Der vom Gericht geäußerten vorläufigen Rechtsauffassung war zu entnehmen, dass die Preiserhöhungen derzeit wohl eher als gerechtfertigt angesehen werden. Bis zum 20.10.2006 konnten beide Parteien zum in der mündlichen Verhandlung erörterten Sach- und Streitstand nochmals schriftlich Stellung nehmen, was auch geschehen ist. Das Verfahren wurde alsdann im schriftlichen Verfahren fortgesetzt.

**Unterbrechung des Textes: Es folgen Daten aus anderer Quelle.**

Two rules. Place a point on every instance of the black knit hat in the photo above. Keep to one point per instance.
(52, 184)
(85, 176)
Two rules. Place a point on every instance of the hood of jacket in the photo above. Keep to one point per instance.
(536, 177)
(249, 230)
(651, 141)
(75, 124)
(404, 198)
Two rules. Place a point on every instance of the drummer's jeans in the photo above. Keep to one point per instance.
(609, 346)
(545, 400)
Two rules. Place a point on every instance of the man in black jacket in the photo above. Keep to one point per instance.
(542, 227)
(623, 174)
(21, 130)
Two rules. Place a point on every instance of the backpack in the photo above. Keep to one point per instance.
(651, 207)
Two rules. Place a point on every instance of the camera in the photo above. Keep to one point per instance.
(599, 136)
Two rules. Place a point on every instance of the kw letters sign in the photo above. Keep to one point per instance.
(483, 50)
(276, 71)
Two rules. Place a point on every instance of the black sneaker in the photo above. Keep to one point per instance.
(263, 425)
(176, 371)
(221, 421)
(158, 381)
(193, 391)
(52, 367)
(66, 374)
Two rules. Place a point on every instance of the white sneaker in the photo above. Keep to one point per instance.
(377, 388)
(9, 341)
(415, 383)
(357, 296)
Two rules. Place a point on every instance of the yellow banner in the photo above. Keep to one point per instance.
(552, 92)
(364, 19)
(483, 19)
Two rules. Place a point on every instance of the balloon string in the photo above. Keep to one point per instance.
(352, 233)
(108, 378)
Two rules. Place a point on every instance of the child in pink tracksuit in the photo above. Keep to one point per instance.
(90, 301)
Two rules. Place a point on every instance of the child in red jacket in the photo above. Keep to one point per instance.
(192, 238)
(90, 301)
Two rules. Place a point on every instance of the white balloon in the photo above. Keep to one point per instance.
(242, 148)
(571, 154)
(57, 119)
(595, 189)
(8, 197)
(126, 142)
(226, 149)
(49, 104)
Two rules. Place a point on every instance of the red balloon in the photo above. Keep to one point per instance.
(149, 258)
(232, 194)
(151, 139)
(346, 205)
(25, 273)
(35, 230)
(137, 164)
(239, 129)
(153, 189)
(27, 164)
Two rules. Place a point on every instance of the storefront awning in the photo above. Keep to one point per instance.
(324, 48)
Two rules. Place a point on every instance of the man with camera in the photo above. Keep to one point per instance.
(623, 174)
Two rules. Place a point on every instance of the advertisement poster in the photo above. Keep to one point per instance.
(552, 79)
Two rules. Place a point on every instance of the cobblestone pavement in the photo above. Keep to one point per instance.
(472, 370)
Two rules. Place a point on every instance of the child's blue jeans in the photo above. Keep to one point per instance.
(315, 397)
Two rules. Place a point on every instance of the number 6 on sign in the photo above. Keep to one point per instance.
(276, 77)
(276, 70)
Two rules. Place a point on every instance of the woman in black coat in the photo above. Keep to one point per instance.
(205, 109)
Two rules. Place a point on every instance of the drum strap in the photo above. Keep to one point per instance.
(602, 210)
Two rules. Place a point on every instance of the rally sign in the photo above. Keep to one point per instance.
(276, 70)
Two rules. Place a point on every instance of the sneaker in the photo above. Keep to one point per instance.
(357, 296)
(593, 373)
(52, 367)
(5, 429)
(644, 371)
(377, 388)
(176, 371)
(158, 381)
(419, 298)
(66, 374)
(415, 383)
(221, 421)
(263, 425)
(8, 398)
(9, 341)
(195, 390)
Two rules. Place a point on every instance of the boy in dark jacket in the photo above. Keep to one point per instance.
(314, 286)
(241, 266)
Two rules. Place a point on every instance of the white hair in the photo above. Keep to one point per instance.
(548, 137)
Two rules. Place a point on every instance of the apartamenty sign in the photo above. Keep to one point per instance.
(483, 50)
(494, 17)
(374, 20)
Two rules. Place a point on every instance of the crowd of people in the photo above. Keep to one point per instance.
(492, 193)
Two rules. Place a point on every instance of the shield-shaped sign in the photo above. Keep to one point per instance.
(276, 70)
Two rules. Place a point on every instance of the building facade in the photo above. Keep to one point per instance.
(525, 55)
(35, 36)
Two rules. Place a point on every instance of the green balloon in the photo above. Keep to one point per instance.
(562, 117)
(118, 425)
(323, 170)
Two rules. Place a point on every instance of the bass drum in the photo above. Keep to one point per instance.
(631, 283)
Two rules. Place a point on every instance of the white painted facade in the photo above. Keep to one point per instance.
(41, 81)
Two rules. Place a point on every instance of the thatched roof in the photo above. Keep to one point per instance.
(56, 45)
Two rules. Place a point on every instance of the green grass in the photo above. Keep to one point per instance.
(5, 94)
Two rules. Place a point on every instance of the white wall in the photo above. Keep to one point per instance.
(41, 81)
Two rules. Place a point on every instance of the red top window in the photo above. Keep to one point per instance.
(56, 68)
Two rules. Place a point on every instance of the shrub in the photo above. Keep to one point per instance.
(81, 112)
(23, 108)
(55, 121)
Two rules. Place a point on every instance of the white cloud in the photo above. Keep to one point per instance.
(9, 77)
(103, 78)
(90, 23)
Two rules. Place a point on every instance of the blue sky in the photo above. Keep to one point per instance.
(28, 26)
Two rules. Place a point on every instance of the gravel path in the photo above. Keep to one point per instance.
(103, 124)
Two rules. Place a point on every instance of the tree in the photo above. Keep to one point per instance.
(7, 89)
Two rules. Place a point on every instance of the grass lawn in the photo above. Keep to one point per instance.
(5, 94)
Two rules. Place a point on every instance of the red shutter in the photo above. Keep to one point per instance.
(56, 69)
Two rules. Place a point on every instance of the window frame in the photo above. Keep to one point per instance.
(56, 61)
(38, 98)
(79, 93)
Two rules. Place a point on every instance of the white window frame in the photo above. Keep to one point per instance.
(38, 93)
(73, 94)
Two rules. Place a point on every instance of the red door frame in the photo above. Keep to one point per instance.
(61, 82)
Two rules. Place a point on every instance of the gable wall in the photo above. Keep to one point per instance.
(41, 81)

Am 12.12.2006 hat das Gericht noch kein Urteil, sondern zunächst einen Hinweisbeschluss verkündet. Darin haben die Chemnitzer Richter der Erdgas Südsachsen GmbH aufgegeben, bis Ende Januar 2007 zur Höhe der Konzessionsabgabe Stellung zu nehmen, die Erdgas Südsachsen an die jeweiligen Gemeinden zahlt. Diese Rechtsfrage hatte der Klägervertreter, RA Grundmann, im Nachgang zur mündlichen Verhandlung in einem neuen Schriftsatz aufgeworfen, um für die Kläger den Nachweis für das Vorliegen von Sonderkundenverhältnissen zu erbringen. Hintergrund ist, dass die von den Energieversorgern an die Gemeinden zu zahlende so genannte Konzessionsabgabe für Tarifkunden um ein Vielfaches höher als für Sonderkunden ist. Außerdem wollte das Gericht bei seiner Entscheidungsfindung noch weitere gerade ergangene bzw. kurz bevorstehende Urteile mit berücksichtigen. Das Gericht hatte mit Beschluss vom 15.01.2007 die für die Beklagte ursprünglich auf Ende Januar 2007 gesetzte Frist verlängert bis zum 30.03.2007 und den Klägern eine Frist zur Erwiderung hierauf bis zum 27.04.2007 gesetzt. Die mit Beschluss vom 15.01.2007 festgelegten Fristen wurden mit Verfügung vom 27.03.2007 aufgehoben. Eine neue Entscheidung wurde vom Gericht für die nächsten Wochen angekündigt.
Nachdem der Bundesgerichtshof am 13.06.2007 in einem Verfahren zur Billigkeit von Gaspreisen entschieden hat, hat das Gericht den Parteien mit Verfügung vom 27.06.2007 Gelegenheit gegeben, zu diesem Urteil Stellung zu nehmen. Das Gericht hatte einen Termin zur erneuten mündlichen Verhandlung bestimmt auf den 08. April 2008, 10.00 Uhr, Saal für Strafsachen SS 036 beim Landgericht Chemnitz, Hohe Str. 19/23.
In diesem Termin hat das Gericht an seiner vorläufigen Rechtsauffassung, nach der es sich bei den Klägern um Tarifkunden handelt, festgehalten. In Anlehnung an die Rechtsprechung des Bundesgerichtshofes vom 13.06.2007 hat das Gericht auch die bisher vorgelegten Nachweise zur Angemessenheit des Preises als angemessen angesehen, weil nach Auffassung des Gerichtes aus den vorgelegten Unterlagen hervorgeht, dass nur die Bezugskosten weitergegeben wurden und mit den Preiserhöhungen keine zusätzlichen Gewinne realisiert wurden.